Now, I know I’m a bit of a history freak. I collect royal memorabilia from previous eras, I buy and read historical books with a feverish fervor. I get it. I also know that nothing stays the same. Everything changes. I think Buddha said something like that, but I daren’t quote him without being completely sure. 🙂 All I know is that, when I see old historical photos of Sudbury, of the old post office downtown, of the old Balmoral Hotel, of the Bell Rock Mansion in its prime, I just keep thinking, why do we not preserve some of these gorgeous old buildings? I know the hospital isn’t something you’d necessarily want to ‘keep’ as it is, but just putting up condos in its stead seems unsettling to me.

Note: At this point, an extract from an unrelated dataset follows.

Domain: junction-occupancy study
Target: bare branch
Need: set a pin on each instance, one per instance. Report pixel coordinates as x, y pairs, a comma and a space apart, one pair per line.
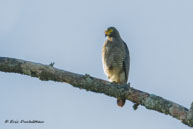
47, 72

There are two issues here, in my own mind: one is the fact that our city tends to forget its own history and the other is that everything seems to sell to the highest bidder, regardless of the greater good. Yes, I’m an idealist and a poet. Yes, I’m a proud Sudburian. Yes, I’m torn. I know the city needs to grow and expand, become ‘hipper’ and more ‘now.’ (But I am wary of hipsters these days….what with their large, oversized black glass frames….) Still, I think we need to honour our history. It was good that the amphitheatre was named in honour of Grace Hartman a few years ago. What a fantastic way to honour our city’s first female mayor!
On another front, a creative group of people who put together the fantastic photography book, We Live Up Here, has been gleefully putting up wonderful murals around town. They make me smile. All of the sudden, you’re downtown on Durham and you see, high above one rooftop, in bright colours, the words “You are beautiful.” Brilliant! Then, curving around the Kingsway, near the eyesore that is the old Kingsway Hotel, the mural of the little man in his 1920s roadster smiling out at you, with the words “Why the rush?” next to it. Now, this week, covering up the old francophone centre mural (which wasn’t all that artistic or exciting, sadly, and largely outdated), a series of eyes peer out, each one belonging to a Sudburian.
So, even as our city changes, shifts, morphs, there are some who strive to re-energize and light up our lives in artistic ways. While the old General Hospital goes down, all of this great new ‘street art’ goes up in random places, so that I find myself delighting in driving around the streets, wondering which mural will go up next, and where….
I just wish we could mind the past and welcome the future….in creative ways.